示談書には、前述した宥恕文言(刑事処罰を求めないという内容の条項)や清算条項(示談金の支払により今回の事件の金銭面に関する清算は完了したことを確認する条項)を入れることで、後のトラブルを防止することに繋がります。
後の紛争を防止するためにも、弁護士にきちんとした示談書を作成してもらうことは重要です。
また、示談書の締結後は、警察又は検察官に示談書の写しを提出することで刑事事件が終件に向かっていくことになりますが、弁護士に依頼した場合、このような警察や検察官とのやりとりも一任することができます。
さらに、既に検察官に送致されている場合、示談が成立していても、必ず不起訴になるとは限りませんので、不起訴意見書を提出すべきです。
不起訴意見書とは、今回の事件は不起訴とするのが相当であるという意見をその理由と共にまとめたもので、起訴と不起訴の判断に影響する非常に重要な書面です。

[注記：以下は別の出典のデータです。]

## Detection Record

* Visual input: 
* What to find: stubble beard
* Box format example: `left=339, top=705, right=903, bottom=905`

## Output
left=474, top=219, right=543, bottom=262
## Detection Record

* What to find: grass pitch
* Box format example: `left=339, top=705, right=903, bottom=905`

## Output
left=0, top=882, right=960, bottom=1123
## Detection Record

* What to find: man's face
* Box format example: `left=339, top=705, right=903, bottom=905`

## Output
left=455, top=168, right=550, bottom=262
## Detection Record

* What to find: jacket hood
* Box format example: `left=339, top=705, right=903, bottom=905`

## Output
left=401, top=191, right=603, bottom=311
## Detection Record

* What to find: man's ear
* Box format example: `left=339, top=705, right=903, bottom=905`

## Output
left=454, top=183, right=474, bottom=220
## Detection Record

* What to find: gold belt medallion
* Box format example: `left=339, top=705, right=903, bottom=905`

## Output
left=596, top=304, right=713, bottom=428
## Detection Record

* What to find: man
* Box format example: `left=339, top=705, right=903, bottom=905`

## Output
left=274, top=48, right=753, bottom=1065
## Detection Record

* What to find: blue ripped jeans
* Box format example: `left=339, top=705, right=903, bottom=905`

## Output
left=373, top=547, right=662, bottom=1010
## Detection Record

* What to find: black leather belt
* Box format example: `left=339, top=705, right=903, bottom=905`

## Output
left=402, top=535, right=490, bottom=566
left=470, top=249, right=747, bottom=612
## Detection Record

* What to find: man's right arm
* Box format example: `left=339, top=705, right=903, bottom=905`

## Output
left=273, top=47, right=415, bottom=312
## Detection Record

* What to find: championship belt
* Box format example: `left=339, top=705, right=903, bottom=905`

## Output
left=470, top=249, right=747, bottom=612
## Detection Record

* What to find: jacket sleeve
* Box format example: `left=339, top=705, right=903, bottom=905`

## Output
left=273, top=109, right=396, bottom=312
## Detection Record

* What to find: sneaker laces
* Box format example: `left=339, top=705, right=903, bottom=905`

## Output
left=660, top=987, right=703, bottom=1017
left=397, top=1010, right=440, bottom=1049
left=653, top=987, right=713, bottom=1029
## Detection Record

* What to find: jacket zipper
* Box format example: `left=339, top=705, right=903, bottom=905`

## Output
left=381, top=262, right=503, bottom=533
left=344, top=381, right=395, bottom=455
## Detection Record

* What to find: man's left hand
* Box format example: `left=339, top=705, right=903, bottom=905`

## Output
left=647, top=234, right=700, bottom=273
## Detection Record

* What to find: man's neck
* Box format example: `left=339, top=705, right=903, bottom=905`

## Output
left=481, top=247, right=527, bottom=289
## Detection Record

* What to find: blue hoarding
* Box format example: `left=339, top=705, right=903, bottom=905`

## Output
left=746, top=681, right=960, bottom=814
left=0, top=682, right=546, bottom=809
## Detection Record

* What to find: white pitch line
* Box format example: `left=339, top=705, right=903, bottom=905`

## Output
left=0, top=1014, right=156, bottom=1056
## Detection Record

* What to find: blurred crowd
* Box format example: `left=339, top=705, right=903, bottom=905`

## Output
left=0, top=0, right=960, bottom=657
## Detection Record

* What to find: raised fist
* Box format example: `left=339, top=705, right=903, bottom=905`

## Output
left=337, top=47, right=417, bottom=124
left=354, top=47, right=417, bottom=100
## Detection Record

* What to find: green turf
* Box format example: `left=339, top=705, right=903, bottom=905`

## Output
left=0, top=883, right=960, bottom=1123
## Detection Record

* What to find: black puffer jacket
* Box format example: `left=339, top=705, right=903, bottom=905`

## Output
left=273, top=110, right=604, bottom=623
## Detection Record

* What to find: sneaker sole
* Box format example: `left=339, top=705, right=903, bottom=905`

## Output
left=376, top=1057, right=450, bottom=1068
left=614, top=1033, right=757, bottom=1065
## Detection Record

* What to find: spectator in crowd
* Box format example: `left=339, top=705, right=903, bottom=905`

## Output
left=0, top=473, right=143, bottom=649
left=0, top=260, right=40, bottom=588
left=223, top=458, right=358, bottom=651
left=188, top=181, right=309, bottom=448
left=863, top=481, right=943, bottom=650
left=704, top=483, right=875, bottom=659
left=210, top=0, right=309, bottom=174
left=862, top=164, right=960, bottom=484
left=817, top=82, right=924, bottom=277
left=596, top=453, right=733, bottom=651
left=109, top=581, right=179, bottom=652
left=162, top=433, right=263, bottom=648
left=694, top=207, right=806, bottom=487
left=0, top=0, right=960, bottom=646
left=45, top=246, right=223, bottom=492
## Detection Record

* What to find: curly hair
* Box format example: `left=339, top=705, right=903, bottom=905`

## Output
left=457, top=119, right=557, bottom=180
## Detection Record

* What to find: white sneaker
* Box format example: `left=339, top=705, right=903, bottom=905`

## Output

弁護士に依頼した場合には、不起訴意見書の作成も一任することができます。
まとめ
このように、不同意わいせつ罪で被害届を提出されることは非常に大きなリスクです。
相手から「被害届を出す」と言われている場合、緊急の対応が必要となる可能性があるので、お早めに弁護士に相談されることをお勧めします。